The catalog of Creedence Clearwater Revival has been issued, reissued, repackaged, re-re-packaged, and re-re-issued more times than I can count. Just a few years ago – 2008 – all of the group’s Fantasy LPs were reissued on CD as part of a “40th Anniversary” marketing push. Those reissues were each appended with relevant live bonus tracks. And then in 2009, all of CCR’s 45rpm singles were issued – on vinyl! – in a box with picture sleeves. A couple rarities were included in that set, too. And late 2012 saw the release of Ultimate CCR, a 3CD set of their music.
So one might think that the vault would be pretty well swept clean by this point: the band’s relatively short recording career was stuffed full of music, and Creedence left behind a catalog filled with rock’n’roll gems. Not for nothing are they known as the Great American Singles Band, yet their albums hold up through and through as well.
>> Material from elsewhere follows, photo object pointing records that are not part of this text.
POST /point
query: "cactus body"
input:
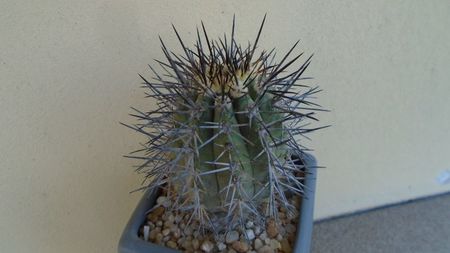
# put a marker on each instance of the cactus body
(222, 139)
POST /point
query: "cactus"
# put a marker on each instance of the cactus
(222, 139)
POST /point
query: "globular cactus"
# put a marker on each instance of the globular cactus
(222, 139)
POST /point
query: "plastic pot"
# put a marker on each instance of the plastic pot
(131, 243)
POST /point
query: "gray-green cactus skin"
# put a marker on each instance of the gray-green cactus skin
(222, 140)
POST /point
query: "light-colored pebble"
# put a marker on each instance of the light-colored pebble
(263, 236)
(158, 238)
(165, 232)
(266, 249)
(172, 244)
(239, 246)
(207, 246)
(187, 245)
(232, 236)
(257, 244)
(195, 244)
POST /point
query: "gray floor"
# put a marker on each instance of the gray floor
(421, 226)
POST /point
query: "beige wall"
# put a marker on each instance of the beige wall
(68, 73)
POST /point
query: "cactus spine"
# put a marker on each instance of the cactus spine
(222, 138)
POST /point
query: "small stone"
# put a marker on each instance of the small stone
(207, 246)
(195, 244)
(285, 246)
(153, 233)
(266, 249)
(220, 238)
(263, 236)
(272, 230)
(250, 234)
(176, 233)
(155, 214)
(275, 244)
(290, 228)
(257, 244)
(239, 246)
(166, 232)
(172, 244)
(221, 246)
(187, 245)
(232, 236)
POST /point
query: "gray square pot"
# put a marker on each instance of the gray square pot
(131, 243)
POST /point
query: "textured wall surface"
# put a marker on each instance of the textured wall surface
(68, 74)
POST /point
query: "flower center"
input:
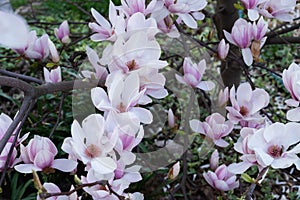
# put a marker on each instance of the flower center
(131, 65)
(243, 111)
(92, 151)
(275, 151)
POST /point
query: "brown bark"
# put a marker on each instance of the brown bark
(225, 16)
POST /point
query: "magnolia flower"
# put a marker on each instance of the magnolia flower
(91, 144)
(171, 118)
(107, 30)
(174, 170)
(187, 10)
(241, 36)
(193, 74)
(214, 160)
(135, 53)
(52, 76)
(62, 33)
(14, 31)
(39, 155)
(215, 127)
(277, 145)
(242, 146)
(291, 81)
(127, 140)
(101, 71)
(123, 97)
(252, 8)
(130, 7)
(223, 49)
(52, 188)
(221, 179)
(280, 9)
(245, 103)
(223, 97)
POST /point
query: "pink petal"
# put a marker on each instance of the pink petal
(64, 165)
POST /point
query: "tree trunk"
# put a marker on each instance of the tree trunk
(225, 16)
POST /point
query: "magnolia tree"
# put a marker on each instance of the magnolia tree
(150, 54)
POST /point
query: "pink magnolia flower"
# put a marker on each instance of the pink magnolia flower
(101, 71)
(241, 36)
(123, 97)
(223, 49)
(52, 188)
(14, 31)
(91, 144)
(277, 145)
(174, 170)
(245, 103)
(62, 33)
(242, 146)
(107, 30)
(5, 122)
(291, 81)
(193, 74)
(39, 155)
(130, 7)
(187, 10)
(214, 160)
(52, 76)
(171, 118)
(215, 127)
(252, 8)
(135, 53)
(279, 9)
(223, 97)
(128, 139)
(221, 179)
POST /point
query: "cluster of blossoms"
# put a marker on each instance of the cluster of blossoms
(130, 67)
(279, 9)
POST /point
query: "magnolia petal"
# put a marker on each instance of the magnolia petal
(247, 56)
(293, 114)
(64, 165)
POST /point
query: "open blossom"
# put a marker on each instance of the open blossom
(52, 188)
(221, 179)
(135, 53)
(39, 155)
(187, 10)
(130, 7)
(62, 33)
(252, 8)
(223, 49)
(52, 76)
(215, 127)
(242, 146)
(5, 122)
(174, 170)
(241, 35)
(193, 73)
(91, 144)
(277, 145)
(14, 31)
(280, 9)
(223, 97)
(214, 160)
(245, 103)
(291, 81)
(122, 98)
(101, 71)
(107, 30)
But wait! November 2013 brought yet another reissue, this latest one not-so-creatively (but accurately) titled Box Set. A 6CD package encased in a sturdy box, it contains all of the band’s albums – this time even the oft-maligned Mardi Gras is included – plus numerous live cuts and an entire disc of pre-CCR rare tracks.
The live cuts are mostly things CCR fans will have heard before: most if not all were included on the 40th Anniversary sets, or can be found on The Concert or Live in Europe. And besides, didn’t Concord put out a CCR package called Box Set back in 2001?
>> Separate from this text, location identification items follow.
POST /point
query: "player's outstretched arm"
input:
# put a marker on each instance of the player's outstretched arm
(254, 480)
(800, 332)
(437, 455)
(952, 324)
Yes, indeed they did. But there are two differences – one important, one not so much — between the 2013 set and the previous one. First, the packaging on the new one is somewhat clever: the inner sleeves can be arranged to create a composite photo of a Kustom amplifier like the ones you’d have seen onstage with CCR back in the day. Now, if that matters to you in this age of digital downloads, more power to you. To me it’s little more than silly (if well done).
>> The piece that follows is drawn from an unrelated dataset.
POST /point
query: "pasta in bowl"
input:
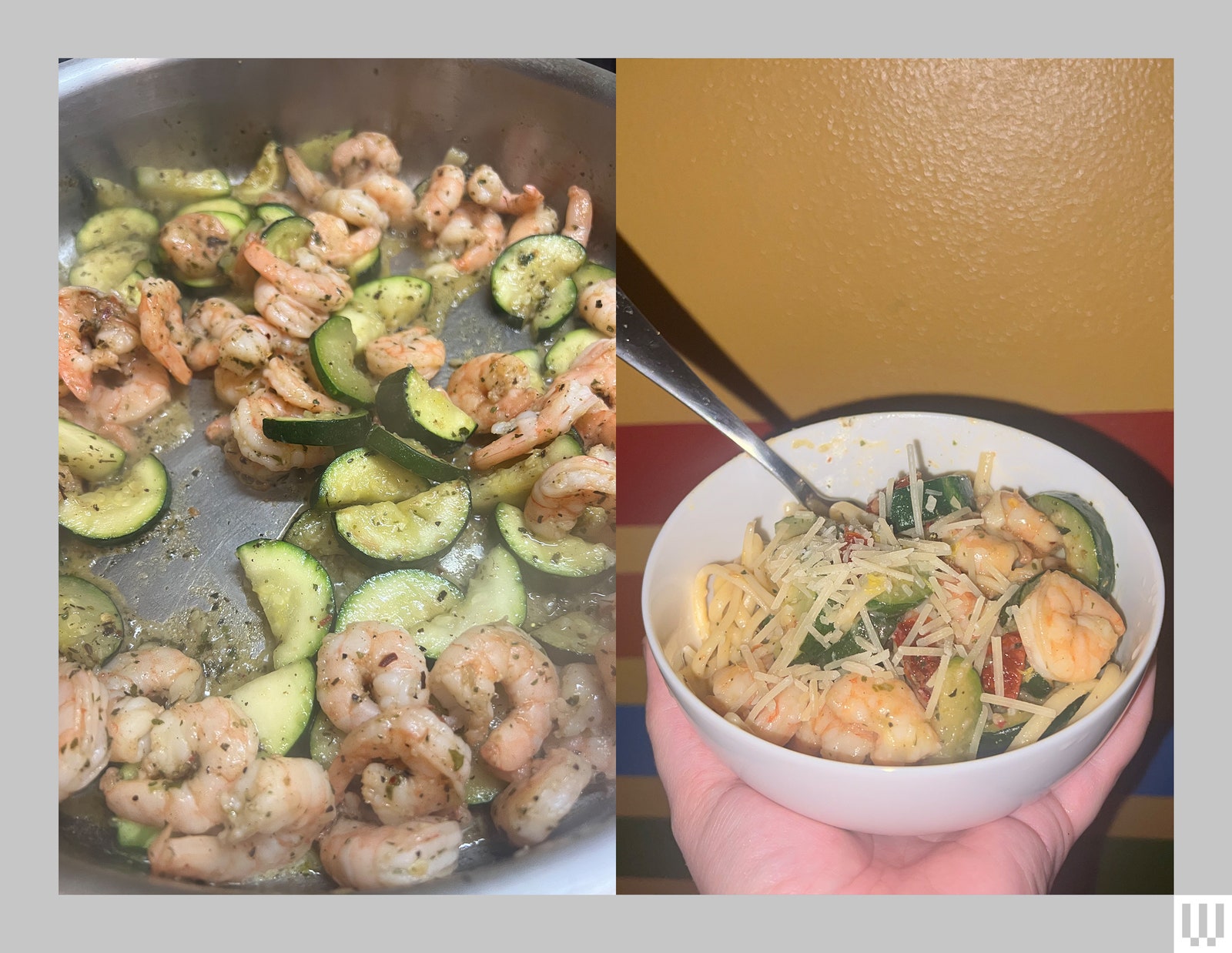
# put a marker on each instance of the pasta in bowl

But the second difference makes it all worthwhile: Disc One of the set brings together all of the recorded material by Tommy Fogerty & the Blue Velvets and The Golliwogs. A great deal of this material has never been relesed until now, and what has is rare enough.
As many CCR fans will know, there’s no love lost between John Fogerty (the man who wrote, sang and played lead guitar on nearly all of CCR’s songs) and his former rhythm section (bassist Stu Cook and drummer Doug “Cosmo” Clifford, one of the tightest rhythmic duos in the business), and John’s brother Tom Fogerty passed away in 1990. So don’t look for (a) a CCR musical reunion nor (b) any sort of rapprochement between its surviving members anytime soon. And that’s fine: Fogerty has his solo career, while lifetime best friends Cook and Clifford have their hands full with the long-running Creedence Clearwater Revisisted since 1995 (meaning that they’ve been a band much longer than the original CCR was).
Still, the legendary rhythm section remain happy to talk about their time with the original group, and there’s plenty of interest in what they have to say: my 2006 interview with Stu Cook remains one of the most popular features in my archive. With that in mind, I recently spoke with Doug Clifford – just before he left for some concert dates in (of all places) Vietnam – about his old band and this latest reissue. Here’s an edited transcript of our conversation.
Bill Kopp: When I spoke to Stu several years ago, he told me something I hadn’t known: that you and he consciously modeled your playing style on that of Al Jackson and Duck Dunn. Was that true from the very beginning, or was it something that evolved? Because on the Golliwogs records, I don’t quite hear that signature style.
Doug “Cosmo” Clifford: It was something that evolved later on. We were fortunate enough to meet the guys and befriend them, and take them on the road with us. We did thirty-one dates in America with those guys, and they were just a joy to watch.
We had been listening to them, certainly knowing that they were the house band for Stax Records. Stax has some of the best music ever recorded. And I read your interview with Stu: the economy of [Booker T & the MGs] meant that they got the very most out of every note they played.